8th Cavalry Brigade (United Kingdom)The 8th Cavalry Brigade was a cavalry brigade of the British Army in World War I. It was formed in Belgium in 1914 and served on the Western Front as part of the 3rd Cavalry Division. It left the 3rd Cavalry Division on 14 March 1918.
World War I
FormationThe 3rd Cavalry Division began forming at Ludgershall, Wiltshire in September 1914 with just two cavalry brigades (the 6th and the 7th). To bring the division up to the standard strength of three brigades, the 8th Cavalry Brigade was formed in Belgium on 20 November 1914. With the addition of its third brigade, 3rd Cavalry Division obtained a third Cavalry Field Ambulance (8th, from England on 23 December) and a third Mobile Veterinary Section (20th, from England on 9 March 1915).
The Brigade was initially formed with the 10th Royal Hussars from 6th Cavalry Brigade and the Royal Horse Guards from 7th Cavalry Brigade on 20 November. The third regiment, the 1/1st Essex Yeomanry, did not join from the Eastern Mounted Brigade in England until 11 December. A signal troop joined on formation and G Battery, Royal Horse Artillery (six 13 pounders) joined from V Brigade, RHA of 8th Infantry Division on 25 November. On 29 February 1916, a Machine Gun Squadron was formed from the machine gun sections of the brigade's constituent regiments.

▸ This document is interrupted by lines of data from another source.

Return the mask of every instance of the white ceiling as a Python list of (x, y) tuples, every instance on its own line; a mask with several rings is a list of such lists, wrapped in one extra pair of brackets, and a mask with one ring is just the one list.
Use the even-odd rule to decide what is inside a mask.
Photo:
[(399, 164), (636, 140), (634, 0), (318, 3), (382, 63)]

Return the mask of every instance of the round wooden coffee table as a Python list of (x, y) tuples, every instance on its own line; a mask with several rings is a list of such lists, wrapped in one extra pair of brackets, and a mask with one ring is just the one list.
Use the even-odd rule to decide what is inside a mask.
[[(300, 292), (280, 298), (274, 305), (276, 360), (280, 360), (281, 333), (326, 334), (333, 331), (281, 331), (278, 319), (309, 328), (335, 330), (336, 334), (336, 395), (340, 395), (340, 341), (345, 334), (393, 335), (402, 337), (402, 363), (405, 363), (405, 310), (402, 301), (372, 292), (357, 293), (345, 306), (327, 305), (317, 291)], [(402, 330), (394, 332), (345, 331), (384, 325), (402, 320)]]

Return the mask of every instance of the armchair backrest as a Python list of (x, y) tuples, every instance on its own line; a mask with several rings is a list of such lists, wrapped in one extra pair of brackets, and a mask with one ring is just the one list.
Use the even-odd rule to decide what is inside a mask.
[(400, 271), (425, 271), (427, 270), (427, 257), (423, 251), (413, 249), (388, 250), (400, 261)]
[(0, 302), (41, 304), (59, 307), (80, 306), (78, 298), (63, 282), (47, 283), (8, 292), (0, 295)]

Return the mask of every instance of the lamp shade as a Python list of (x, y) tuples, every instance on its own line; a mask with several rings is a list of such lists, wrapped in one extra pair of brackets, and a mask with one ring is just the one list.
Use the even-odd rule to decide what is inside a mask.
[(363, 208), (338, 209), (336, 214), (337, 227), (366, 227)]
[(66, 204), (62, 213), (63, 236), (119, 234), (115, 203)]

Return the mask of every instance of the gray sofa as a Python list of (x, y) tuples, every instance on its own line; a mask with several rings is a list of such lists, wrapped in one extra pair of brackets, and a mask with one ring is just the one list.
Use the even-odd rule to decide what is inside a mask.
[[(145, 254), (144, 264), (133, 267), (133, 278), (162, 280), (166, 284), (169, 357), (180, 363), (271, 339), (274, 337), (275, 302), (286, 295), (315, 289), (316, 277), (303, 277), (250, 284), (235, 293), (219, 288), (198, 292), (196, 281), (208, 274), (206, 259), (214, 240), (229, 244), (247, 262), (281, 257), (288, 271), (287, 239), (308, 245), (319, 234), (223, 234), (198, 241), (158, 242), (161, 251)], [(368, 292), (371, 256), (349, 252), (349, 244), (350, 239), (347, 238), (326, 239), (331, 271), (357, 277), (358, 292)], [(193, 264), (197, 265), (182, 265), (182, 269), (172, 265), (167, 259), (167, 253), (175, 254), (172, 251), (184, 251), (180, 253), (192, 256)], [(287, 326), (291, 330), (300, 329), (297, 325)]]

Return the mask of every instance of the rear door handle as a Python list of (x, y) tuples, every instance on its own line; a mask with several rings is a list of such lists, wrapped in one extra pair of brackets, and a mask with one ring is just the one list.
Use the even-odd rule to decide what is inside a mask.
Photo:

ChronicleThe brigade served with the 3rd Cavalry Division on the Western Front until March 1918. It joined the division too late to take part in any of the 1914 actions, but in 1915 the division saw action in the Second Battle of Ypres (Battle of Frezenberg Ridge, 11–13 May) and the Battle of Loos (26–28 September). 1916 saw no notable actions, but in 1917 the division took part in the Battle of Arras (First Battle of the Scarpe, 9–12 April). At other times, the brigade formed a dismounted unit and served in the trenches (as a regiment under the command of the brigadier).
In March 1918, the 4th (formerly 1st Indian) and 5th (formerly 2nd Indian) Cavalry Divisions were broken up in France. The Indian elements were sent to Egypt where they formed part of the new 4th and 5th Cavalry Divisions which played a major part in the successful conclusion of the Sinai and Palestine Campaign. The British and Canadian units remained in France and most of them were transferred to the 3rd Cavalry Division causing it to be extensively reorganized.
The yeomanry regiments were concentrated in the 8th Cavalry Brigade; it left the 3rd Cavalry Division on 14 March 1918, the day after the Canadian Cavalry Brigade joined from 5th Cavalry Division. It appears to have been dissolved at this point as the constituent regiments (the Essex, Leicestershire and North Somerset Yeomanry) were slated to be converted to cyclist units, G Battery, RHA was posted to XVII Brigade, RHA, and 8th MG Squadron joined 7th Cavalry Brigade.